Am Dienstag ging der Deutsche zum Hausarzt, also sieben Tag nach Symptombeginn: Der Arzt testete auf Influenza, Syphillis und Affenpocken. Auf Affenpocken wäre er selbst nie gekommen: "Diese Pocken unterscheiden sich in Form und Struktur massiv von den Bildern, die ich im Internet bzw. den Medien gesehen habe und als "Nicht-Mediziner" kann ich sagen: Ohne einen Arzt wäre es mir unmöglich gewesen, diese Pusteln den #Affenpocken zuzuschreiben."
Am Donnerstagabend wurde Winter offiziell als Affenpocken-positiv diagnostiziert, das Gesundheitsamt meldete sich am Freitag.
Wie hat er sich angesteckt?
Ja, er sei homosexuell, aber dem Virus ist das egal. Niemanden gehe sein Sexleben etwas an. Was er aber sagen kann: Er ist der einzige Infizierte in seinem Bekanntenkreis. Auch sein Ehemann ist nicht an Affenpocken erkrankt. Zwar gilt enger Körperkontakt zu einem der Übertragungswege, aber eben nicht als einziger.

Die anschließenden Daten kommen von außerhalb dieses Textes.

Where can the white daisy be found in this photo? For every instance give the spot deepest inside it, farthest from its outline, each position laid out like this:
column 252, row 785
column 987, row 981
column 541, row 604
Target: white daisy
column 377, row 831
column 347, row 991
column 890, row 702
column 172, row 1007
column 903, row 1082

"Nach über zwei Jahren Covid sind die meisten verunsichert, müde, angeschlagen. Wir wollen keine andere, keine zweite Pandemie. Trotzdem schreibe ich diese Tweets in der irrigen Hoffnung, dass meine Erfahrungen anderen helfen könnten, dass all das vielleicht dazu beiträgt, den Fokus auf diese Krankheit zu erweitern, nicht bloß zu simplifizieren. Wir müssen offen und direkt darüber reden können. Wir müssen Symptome benennen und die Scham, die mit solchen Erkrankungen möglicherweise einhergeht, aktiv bekämpfen. Wir leben in einer Zeit, in der das notwendig sein wird."